A man of integrity, an exceptionally principled person … he openly and consistently defended his views and convictions, and argued the unconditional value of the morals that provide for a healthy society. … so that the hardest and most dramatic trials that befell our country would never happen again, so that our multiethnic people would live in dignity and justice. …

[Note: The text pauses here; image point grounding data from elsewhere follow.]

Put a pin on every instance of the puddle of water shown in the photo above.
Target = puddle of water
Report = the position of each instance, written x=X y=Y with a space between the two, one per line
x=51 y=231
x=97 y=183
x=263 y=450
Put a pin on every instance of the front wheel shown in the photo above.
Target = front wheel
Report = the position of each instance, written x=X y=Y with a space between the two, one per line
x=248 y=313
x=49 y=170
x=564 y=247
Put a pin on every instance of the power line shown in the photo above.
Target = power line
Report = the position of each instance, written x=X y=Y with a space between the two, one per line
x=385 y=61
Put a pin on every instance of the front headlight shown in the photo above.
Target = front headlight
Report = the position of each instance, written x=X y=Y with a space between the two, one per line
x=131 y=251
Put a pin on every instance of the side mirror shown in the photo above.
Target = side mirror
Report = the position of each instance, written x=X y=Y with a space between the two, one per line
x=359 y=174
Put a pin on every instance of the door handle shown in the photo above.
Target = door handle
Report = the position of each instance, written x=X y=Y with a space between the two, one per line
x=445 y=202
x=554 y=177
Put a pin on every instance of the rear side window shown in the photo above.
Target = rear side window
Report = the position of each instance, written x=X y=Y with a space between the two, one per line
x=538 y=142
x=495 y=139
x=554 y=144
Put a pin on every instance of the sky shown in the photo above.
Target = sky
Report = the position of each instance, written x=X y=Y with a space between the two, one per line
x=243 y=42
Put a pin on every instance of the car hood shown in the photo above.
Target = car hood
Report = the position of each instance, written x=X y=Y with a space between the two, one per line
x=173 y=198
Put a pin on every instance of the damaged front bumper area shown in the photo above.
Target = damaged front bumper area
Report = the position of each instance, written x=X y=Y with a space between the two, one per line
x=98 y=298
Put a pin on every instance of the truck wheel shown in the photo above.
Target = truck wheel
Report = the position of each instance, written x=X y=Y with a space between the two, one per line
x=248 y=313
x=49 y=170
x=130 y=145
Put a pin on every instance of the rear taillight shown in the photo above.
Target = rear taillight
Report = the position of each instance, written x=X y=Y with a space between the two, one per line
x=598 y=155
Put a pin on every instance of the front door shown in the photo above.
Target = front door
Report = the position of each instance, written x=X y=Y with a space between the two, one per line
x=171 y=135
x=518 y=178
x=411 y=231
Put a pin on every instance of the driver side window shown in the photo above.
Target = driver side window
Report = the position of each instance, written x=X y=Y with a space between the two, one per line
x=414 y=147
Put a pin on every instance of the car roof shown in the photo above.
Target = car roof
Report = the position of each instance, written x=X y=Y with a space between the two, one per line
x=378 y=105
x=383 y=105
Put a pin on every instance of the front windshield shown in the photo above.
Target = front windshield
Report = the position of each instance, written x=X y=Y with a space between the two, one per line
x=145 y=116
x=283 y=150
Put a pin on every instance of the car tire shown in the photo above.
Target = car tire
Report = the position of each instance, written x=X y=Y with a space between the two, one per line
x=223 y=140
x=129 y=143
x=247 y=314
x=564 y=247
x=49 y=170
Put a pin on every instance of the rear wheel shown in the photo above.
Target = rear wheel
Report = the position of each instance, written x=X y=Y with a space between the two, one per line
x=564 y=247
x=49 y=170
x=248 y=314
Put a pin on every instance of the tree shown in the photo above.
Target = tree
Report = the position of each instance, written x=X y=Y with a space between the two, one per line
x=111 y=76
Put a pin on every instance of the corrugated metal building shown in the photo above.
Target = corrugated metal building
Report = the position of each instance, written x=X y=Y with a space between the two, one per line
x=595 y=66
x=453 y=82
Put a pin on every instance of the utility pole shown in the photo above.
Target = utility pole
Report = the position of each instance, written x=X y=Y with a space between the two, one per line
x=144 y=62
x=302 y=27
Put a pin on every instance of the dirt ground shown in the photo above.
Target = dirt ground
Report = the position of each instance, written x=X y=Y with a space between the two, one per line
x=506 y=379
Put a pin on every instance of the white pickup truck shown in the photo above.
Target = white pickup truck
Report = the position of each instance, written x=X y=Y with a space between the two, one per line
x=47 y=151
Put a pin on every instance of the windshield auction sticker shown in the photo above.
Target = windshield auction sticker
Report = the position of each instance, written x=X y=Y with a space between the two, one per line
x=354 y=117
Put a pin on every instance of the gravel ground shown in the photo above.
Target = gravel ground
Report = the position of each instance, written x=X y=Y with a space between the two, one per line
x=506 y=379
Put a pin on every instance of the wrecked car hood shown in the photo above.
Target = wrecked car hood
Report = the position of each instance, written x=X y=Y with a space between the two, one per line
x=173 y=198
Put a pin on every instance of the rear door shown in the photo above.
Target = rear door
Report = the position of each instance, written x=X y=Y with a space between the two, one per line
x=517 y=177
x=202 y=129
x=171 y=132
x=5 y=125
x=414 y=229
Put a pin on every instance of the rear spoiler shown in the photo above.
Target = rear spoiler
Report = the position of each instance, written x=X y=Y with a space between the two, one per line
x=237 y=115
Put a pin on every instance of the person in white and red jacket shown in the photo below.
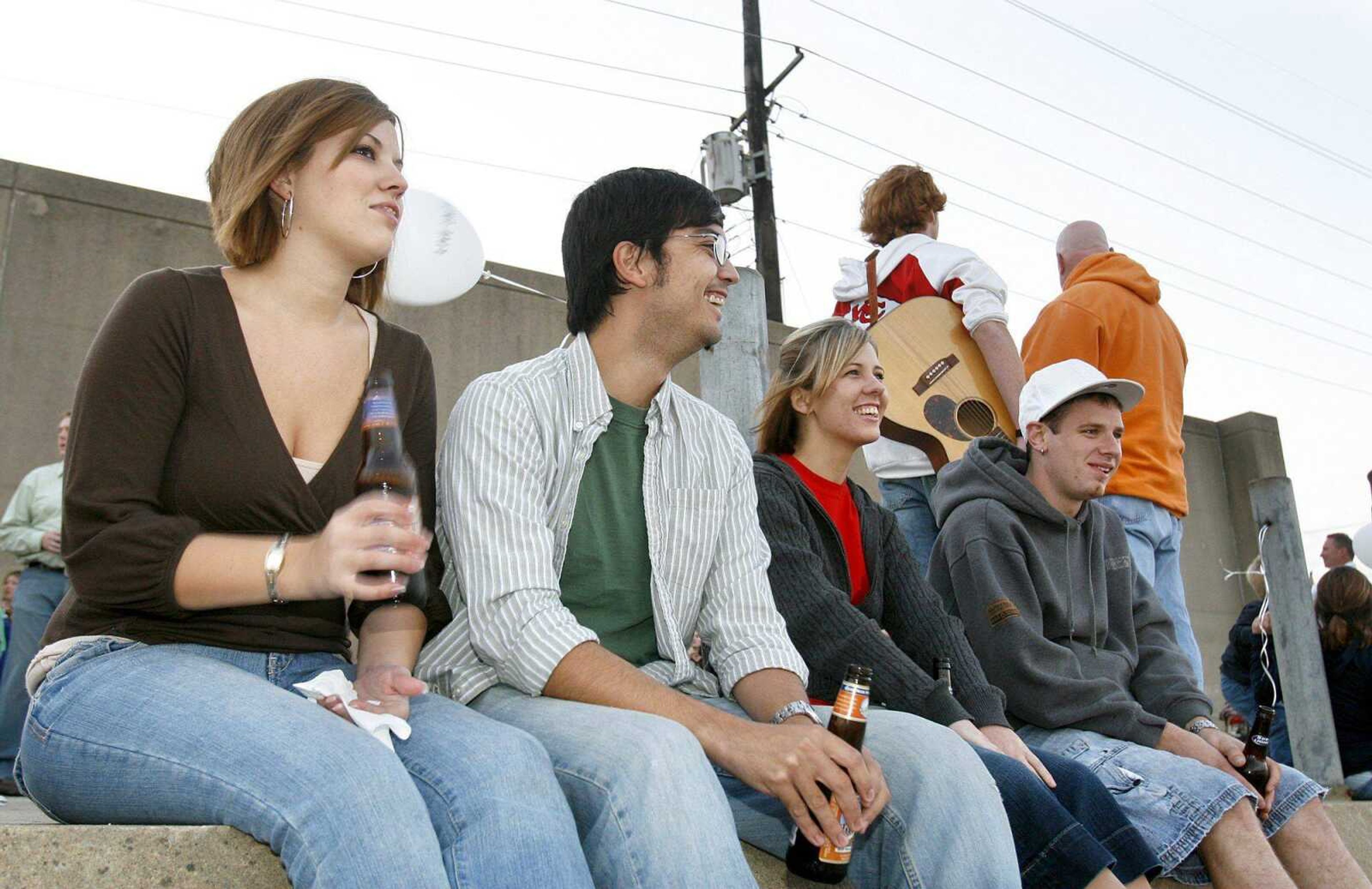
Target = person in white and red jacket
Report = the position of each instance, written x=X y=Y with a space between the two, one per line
x=900 y=216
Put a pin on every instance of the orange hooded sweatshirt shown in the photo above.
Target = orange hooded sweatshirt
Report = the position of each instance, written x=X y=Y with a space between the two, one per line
x=1109 y=316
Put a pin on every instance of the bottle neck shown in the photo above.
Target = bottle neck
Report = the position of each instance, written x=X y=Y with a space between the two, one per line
x=383 y=437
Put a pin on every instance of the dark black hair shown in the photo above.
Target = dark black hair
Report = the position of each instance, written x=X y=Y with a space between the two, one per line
x=1054 y=418
x=638 y=205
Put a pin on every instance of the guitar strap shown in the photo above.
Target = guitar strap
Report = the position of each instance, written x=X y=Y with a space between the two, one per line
x=872 y=287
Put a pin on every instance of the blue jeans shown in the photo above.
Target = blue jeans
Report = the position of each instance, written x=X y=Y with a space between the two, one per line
x=1156 y=544
x=39 y=595
x=1242 y=699
x=1360 y=785
x=189 y=734
x=1174 y=802
x=655 y=811
x=909 y=499
x=1068 y=835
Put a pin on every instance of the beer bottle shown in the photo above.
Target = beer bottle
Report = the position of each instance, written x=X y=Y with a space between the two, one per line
x=1256 y=751
x=387 y=468
x=849 y=721
x=943 y=673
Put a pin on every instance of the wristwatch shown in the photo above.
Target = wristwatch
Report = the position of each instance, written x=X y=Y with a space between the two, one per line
x=1200 y=725
x=796 y=708
x=272 y=569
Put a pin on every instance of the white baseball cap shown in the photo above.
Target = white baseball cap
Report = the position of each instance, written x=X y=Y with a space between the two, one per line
x=1063 y=382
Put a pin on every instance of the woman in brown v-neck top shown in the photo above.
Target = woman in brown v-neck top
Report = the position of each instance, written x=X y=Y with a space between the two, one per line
x=166 y=692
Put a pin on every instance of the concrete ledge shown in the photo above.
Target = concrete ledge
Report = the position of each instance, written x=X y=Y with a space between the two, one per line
x=40 y=855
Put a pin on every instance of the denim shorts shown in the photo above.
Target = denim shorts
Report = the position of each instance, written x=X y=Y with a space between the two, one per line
x=1174 y=802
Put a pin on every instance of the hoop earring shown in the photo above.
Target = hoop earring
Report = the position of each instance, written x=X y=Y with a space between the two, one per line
x=287 y=216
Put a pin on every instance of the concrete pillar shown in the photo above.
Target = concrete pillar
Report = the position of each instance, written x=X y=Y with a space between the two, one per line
x=733 y=375
x=1252 y=450
x=1304 y=686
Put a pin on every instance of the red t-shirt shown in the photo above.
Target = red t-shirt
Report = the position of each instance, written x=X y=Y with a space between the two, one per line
x=839 y=503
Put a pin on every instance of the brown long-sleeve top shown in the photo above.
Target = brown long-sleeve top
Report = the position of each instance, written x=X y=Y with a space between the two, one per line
x=172 y=438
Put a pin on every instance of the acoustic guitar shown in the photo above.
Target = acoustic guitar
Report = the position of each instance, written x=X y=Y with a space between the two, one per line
x=942 y=393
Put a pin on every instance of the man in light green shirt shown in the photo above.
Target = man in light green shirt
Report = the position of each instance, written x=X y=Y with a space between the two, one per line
x=32 y=530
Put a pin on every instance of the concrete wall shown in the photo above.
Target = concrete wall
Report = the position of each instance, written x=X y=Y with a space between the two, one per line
x=70 y=245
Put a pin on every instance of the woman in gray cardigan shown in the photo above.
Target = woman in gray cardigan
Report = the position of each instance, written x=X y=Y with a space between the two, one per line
x=850 y=590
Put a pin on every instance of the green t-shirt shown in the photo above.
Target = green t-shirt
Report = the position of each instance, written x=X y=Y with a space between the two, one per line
x=607 y=575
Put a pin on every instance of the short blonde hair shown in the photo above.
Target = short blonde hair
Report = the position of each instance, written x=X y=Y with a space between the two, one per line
x=275 y=134
x=811 y=360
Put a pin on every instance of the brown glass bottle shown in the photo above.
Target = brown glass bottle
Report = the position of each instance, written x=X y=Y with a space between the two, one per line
x=1256 y=751
x=849 y=721
x=943 y=673
x=387 y=468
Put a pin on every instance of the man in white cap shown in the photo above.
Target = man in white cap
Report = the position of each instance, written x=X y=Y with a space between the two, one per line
x=1067 y=628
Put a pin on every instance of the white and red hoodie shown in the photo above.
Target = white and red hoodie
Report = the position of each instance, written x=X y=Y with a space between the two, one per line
x=910 y=267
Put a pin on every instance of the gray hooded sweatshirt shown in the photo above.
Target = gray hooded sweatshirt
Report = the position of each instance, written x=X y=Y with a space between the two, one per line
x=1054 y=608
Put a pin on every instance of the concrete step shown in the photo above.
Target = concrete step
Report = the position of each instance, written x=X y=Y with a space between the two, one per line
x=40 y=855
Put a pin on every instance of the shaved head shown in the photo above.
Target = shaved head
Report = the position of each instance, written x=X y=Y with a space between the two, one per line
x=1079 y=241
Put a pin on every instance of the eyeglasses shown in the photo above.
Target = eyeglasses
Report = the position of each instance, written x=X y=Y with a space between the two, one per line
x=718 y=241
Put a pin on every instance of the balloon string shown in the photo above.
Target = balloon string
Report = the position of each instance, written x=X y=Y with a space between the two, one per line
x=1263 y=611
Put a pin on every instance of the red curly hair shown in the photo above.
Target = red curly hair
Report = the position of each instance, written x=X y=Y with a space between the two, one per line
x=900 y=201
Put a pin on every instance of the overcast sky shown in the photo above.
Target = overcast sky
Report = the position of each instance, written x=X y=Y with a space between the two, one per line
x=1268 y=99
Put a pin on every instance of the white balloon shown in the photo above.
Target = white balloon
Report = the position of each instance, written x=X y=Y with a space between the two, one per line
x=1363 y=544
x=437 y=256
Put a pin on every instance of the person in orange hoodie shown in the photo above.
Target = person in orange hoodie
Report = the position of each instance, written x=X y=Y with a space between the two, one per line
x=1109 y=315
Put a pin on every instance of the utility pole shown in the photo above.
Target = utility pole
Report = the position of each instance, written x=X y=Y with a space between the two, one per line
x=765 y=210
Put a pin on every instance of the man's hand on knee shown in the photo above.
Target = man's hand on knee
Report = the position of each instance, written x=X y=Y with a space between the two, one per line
x=791 y=762
x=1218 y=754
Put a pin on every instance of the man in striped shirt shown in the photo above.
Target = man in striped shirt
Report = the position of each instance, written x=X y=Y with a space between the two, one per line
x=595 y=518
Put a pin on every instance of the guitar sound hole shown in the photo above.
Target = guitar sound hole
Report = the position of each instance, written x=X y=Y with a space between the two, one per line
x=976 y=418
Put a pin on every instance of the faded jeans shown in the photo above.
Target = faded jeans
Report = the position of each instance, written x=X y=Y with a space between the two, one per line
x=909 y=499
x=189 y=734
x=1156 y=544
x=641 y=785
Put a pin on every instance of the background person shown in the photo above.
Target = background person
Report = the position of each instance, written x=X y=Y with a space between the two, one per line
x=1110 y=316
x=900 y=216
x=1344 y=608
x=32 y=531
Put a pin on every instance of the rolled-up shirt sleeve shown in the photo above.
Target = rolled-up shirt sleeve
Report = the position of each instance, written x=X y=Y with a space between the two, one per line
x=739 y=614
x=120 y=543
x=978 y=289
x=493 y=474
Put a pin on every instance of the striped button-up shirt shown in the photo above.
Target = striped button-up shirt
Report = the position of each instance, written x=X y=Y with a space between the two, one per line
x=508 y=474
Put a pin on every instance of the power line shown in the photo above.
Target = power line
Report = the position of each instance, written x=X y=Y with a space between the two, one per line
x=1099 y=127
x=225 y=117
x=1224 y=354
x=1277 y=129
x=1050 y=241
x=436 y=60
x=1266 y=60
x=1063 y=221
x=514 y=49
x=1071 y=165
x=1190 y=346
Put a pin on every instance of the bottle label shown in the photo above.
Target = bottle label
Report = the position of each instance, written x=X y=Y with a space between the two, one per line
x=829 y=854
x=851 y=701
x=379 y=409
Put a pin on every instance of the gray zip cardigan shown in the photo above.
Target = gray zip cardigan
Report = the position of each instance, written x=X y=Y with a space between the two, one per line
x=809 y=577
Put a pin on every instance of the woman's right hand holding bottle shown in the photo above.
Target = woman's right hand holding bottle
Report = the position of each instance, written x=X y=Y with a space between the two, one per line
x=374 y=533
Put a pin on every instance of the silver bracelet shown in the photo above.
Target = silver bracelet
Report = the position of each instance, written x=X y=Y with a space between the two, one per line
x=796 y=708
x=272 y=569
x=1200 y=725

Friends, the centenary of Alexander Solzhenitsyn is a landmark occasion for the whole country. Many events have been timed to this date to perpetuate the memory of our great compatriot. … the most important thing is that Solzhenitsyn’s voice is still being heard. His thoughts and ideas resonate in people’s minds and hearts. Popularizing his work, encouraging and introducing new young readers to it is the best thing we can and must do to honor his memory. …"

AZJoe
12-28-2018, 09:18 PM
Wisdom bits from Alexander Solzhenitsyn:


A state of war only serves as an excuse for domestic tyranny.
If only there were evil people somewhere insidiously committing evil deeds and it were necessary only to separate them from the rest of us and destroy them. But the line dividing good and evil cuts through the heart of every human being. And who is willing to destroy a piece of his own heart?
Socialism of any type leads to a total destruction of the human spirit.
We do not err because truth is difficult to see. It is visible at a glance. We err because the lie is more comfortable.
At what exact point, then should one resist the communists? . . . How we burned in the prison camps later thinking: what would things have been like if every security operative, when he went out at night to make an arrest, had been uncertain whether he would return alive and had to say good-bye to his family? Or if during periods of mass arrests people had simply not sat there in their lairs, paling with terror at every step on the staircase, but had understood they had nothing to lose and had boldly set up in the downstairs hall an ambush of half a dozen people with axes, hammers, pokers, or whatever else was at hand. . . . The Organs [police] would very quickly have suffered a shortage of officers . . . and notwithstanding all of Stalin’s thirst, the cursed machine would have ground to a halt.”

r3volution 3.0
12-28-2018, 11:02 PM
Very few people remember bolshevism.

Even fewer remember what existed before, i.e civilization.